Award-Winning Poet to Read During
Wallace Stevens Poetry Program
By Allison Thompson

Pulitzer Prize-winning poet C.K. Williams will be the guest poet at the University's 39th Wallace Stevens Poetry Program on April 3 and 4. The program will also feature poetry readings by the University students who won the Wallace Stevens Poetry Contest.



On Wednesday, April 3, Williams and the student poets will read in von der Mehden Recital Hall at 8 p.m. The April 4 reading will take place at noon at the Charter Oak Cultural Center, 21 Charter Oak Ave., Hartford. Both readings are free and open to the public.

Williams has published 14 books of poetry, including Lies; I Am the Bitter Name; Tar; The Vigil; and Love about Love. He has also written a memoir, Misgivings: My Father, My Mother, Myself. In 2000, he received the Pulitzer Prize in Poetry for Repair. Williams is the recipient of many other awards, including the National Book Critics Circle Award, a PEN/Voelker Career Achievement Award in Poetry, the Los Angeles Times Book Award and the American Academy of Arts and Letters Award in Literature.
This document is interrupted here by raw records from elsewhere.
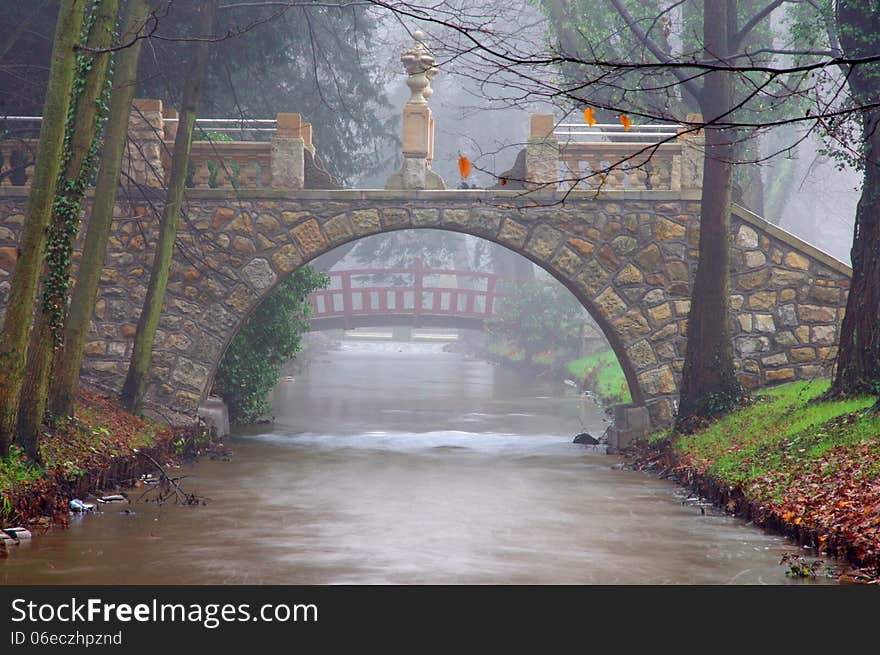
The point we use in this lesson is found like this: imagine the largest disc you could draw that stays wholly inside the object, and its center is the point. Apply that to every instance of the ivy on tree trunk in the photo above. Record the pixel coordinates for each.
(136, 380)
(709, 387)
(26, 274)
(82, 304)
(858, 357)
(85, 120)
Williams, who says his aim is to find "exactly the relation between the most intimate self and the most public," has been praised by critic Edward Hirsch for being "a psychological poet as well as a poet responding to the character of a country at a given moment."

Williams is currently a professor of English and writing at Princeton University.

The Wallace Stevens Poetry Program is presented by UConn's English department, with support from The Hartford and the assistance of the Hartford Friends and Enemies of Wallace Stevens.